Using the CRISPR gene-editing tool, scientists from Harvard University have developed a technique that permanently records data into living cells. Incredibly, the information imprinted onto these microorganisms can be passed down to the next generation.
CRISPR/Cas9 is turning into an incredibly versatile tool. The cheap and easy-to-use molecular editing system that burst onto the biotech scene only a few years ago is being used for a host of applications, includinggenetic engineering, RNA editing, disease modeling, and fighting retroviruses like HIV. And now, as described in a new Science paper, it can also be used to turn lowly microorganisms into veritable hard drives.
Scientists have actually done this before, but in a completely artificial way from start to finish. In these prior experiments, information was encoded into a DNA sequence, the DNA synthesized, and then that was it—all the information remained outside the realm of living organisms. In the new study, a Harvard research team led by geneticists Seth Shipman and Jeff Nivala went about DNA data storage in a completely different way.
“We write the information directly into the genome,” Nivala told Gizmodo. “While the overall amount of DNA data we have currently stored within a genome is relatively small compared to the completely synthetic DNA data storage systems, we think genome-based information storage has many potential advantages.” These advantages, he says, could include higher fidelity and the capability to directly interface with biology. For example, a bacterium could be taught to recognize, provide information, and even kill other microorganisms in its midst, or provide a record of genetic expression.
“Depending on how you calculate it, we stored between about 30 to 100 bytes of information,” said Nivala. “Which is quite high compared to the previous record set within a living cell, which was ~11 bits.”
To do it, the researchers used the bacteria’s built-in immune system—in the form of CRISPR—to write data directly onto the genome of the bacterial cells. This allowed the modified bacteria to pass on this customized information to the next generation, making this form of biological data storage extremely efficient and powerful.
Shipman and Nivala leveraged the power of bacteria’s built-in immune system, a.k.a. CRISPR, to make this possible. Whenever a virus attacks a bacterium, CRISPR diligently records the event in the DNA, which it can then reference in the event of a renewed viral attack. It does this by storing tiny sequences of the viral DNA itself, called spacers. In their experiment, the researchers wanted to see if these spacers could be added in a particular sequence, which would create a timeline of when these spacers were added.

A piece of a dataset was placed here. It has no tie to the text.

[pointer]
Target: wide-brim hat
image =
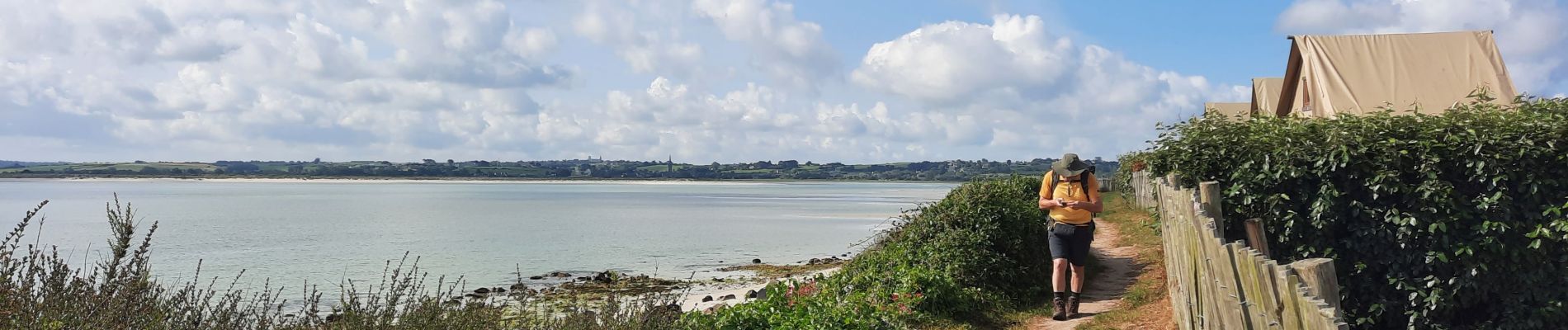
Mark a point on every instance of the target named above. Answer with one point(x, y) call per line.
point(1068, 166)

The researchers figured that this temporal ordering of spacers could form the basis of a molecular recording device. During the experiment, loose segments of DNA were injected into a strain of E. coli bacteria equipped with CRISPR/cas9. But these bits of DNA weren’t arbitrary—they contained specific strings of data that contained specific sequences of letters chosen by the scientists. These segments were introduced one at a time, and the bacteria systematically integrated them in a linearly coherent manner to reflect the order in which they were introduced.
The researchers only added a few spacers to demonstrate their theory. But given that other spacers are available, there’s an absolutely staggering number of possible combinations.
“These experiments lay the foundations for a recording system that could be used to monitor molecular events that occur over long time periods,” said Nivala. “For instance, it could eventually help us answer questions like what happens to the gene regulation inside a cell as it goes from a healthy to disease state. Or it could also be used to record information on the cell’s outside environment, for example the presence of specific chemicals, toxins, or pathogens.”
Moving forward, the team would like boost the system so that data can be stored more completely at the level of single cells, instead of having to use a population of cells to encode/decode the information.